Summary
Local antimicrobial therapy often has a beneficial effect in both acute and chronic infections of the respiratory tract. Indeed, contrary to systemic antimicrobial administration, inhalation or aerosolisation delivers the drug directly to the site of infection. Even at low dosages, this results in local effective drug concentrations, without adverse reactions.

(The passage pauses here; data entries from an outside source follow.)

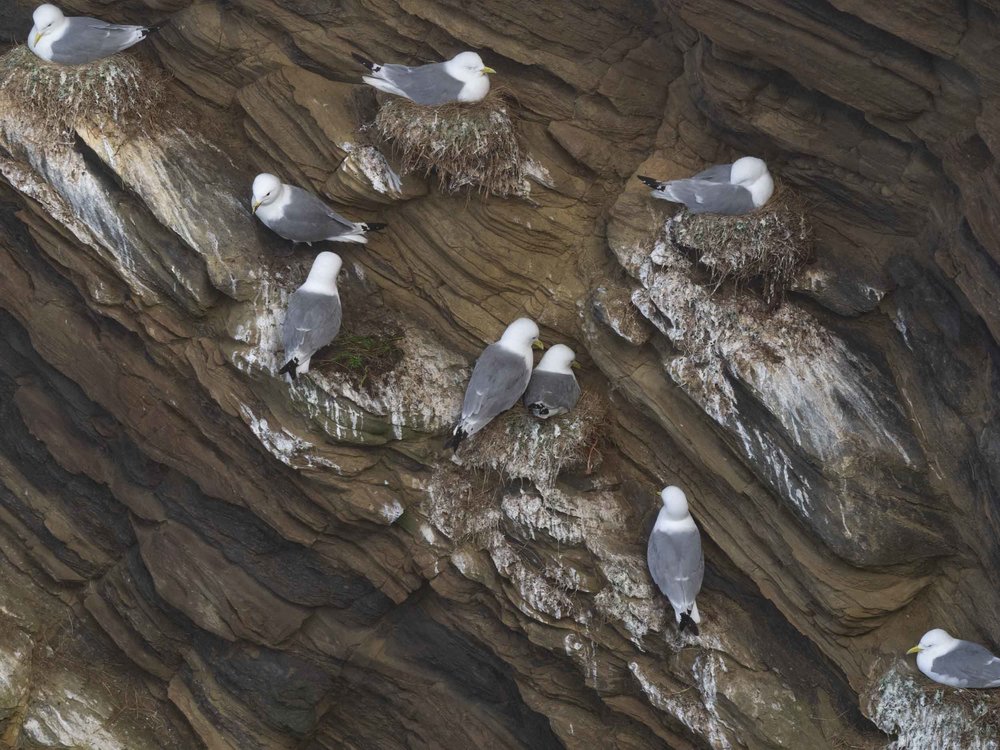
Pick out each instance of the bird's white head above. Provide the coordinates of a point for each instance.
(47, 19)
(674, 503)
(323, 274)
(932, 639)
(559, 358)
(266, 189)
(467, 66)
(521, 335)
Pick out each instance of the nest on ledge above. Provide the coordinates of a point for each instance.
(57, 98)
(519, 446)
(471, 145)
(764, 250)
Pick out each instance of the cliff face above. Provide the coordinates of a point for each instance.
(196, 554)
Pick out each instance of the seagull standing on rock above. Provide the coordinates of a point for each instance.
(954, 662)
(737, 188)
(300, 216)
(463, 78)
(553, 389)
(312, 320)
(675, 558)
(498, 380)
(78, 39)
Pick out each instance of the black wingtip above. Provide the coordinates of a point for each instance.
(688, 624)
(455, 439)
(364, 61)
(290, 367)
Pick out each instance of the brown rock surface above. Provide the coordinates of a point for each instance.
(198, 555)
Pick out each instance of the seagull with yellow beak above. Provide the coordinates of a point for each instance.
(463, 78)
(77, 40)
(954, 662)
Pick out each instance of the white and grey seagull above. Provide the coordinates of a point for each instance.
(498, 380)
(78, 39)
(553, 389)
(954, 662)
(737, 188)
(675, 558)
(312, 319)
(463, 78)
(300, 216)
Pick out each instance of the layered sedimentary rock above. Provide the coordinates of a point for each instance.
(197, 554)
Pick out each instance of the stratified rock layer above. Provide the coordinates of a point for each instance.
(198, 554)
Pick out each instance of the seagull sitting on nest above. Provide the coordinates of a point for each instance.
(498, 380)
(300, 216)
(78, 39)
(675, 558)
(737, 188)
(312, 320)
(463, 78)
(553, 389)
(954, 662)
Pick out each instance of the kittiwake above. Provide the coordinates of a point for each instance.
(78, 39)
(300, 216)
(312, 320)
(463, 78)
(675, 558)
(954, 662)
(737, 188)
(498, 380)
(553, 389)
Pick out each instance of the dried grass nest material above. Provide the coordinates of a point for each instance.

The spectrum of antimicrobial activity of fusafungine, a cyclohexa-depsipeptidic antimicrobial of fungal origin for local use, has been defined by determination of the minimum concentration of the drug that inhibits the growth of 90% of the strains belonging to a species. The breakpoint concentration of fusafungine for clinical outcome is 40 mg/L. Fusafungine displays bacteriostatic activity on the Gram-positive cocci responsible for infections of the respiratory tract: Streptococcus (including S. pneumoniae) and Staphylococcus, including the methicillin-resistant (Methi-R) strains, which represent more than 30% of the strains isolated in hospitalised patients. Indeed, 60% of the 190 studied strains were Methi-R with the KTG-MLS phenotype and therefore resistant to all the antibacterials commonly used in infections of the respiratory tract, while only 7% of the strains were resistant to fusafungine. Moreover, in vitro, fusafungine did not induce either direct bacterial resistance or cross-resistance with systemic antibacterials. This suggests that there is no risk of selection of multiresistant microorganisms with repeated fusafungine treatments and that fusafungine does not interfere with the efficacy of concomitant systemic antimicrobial therapy.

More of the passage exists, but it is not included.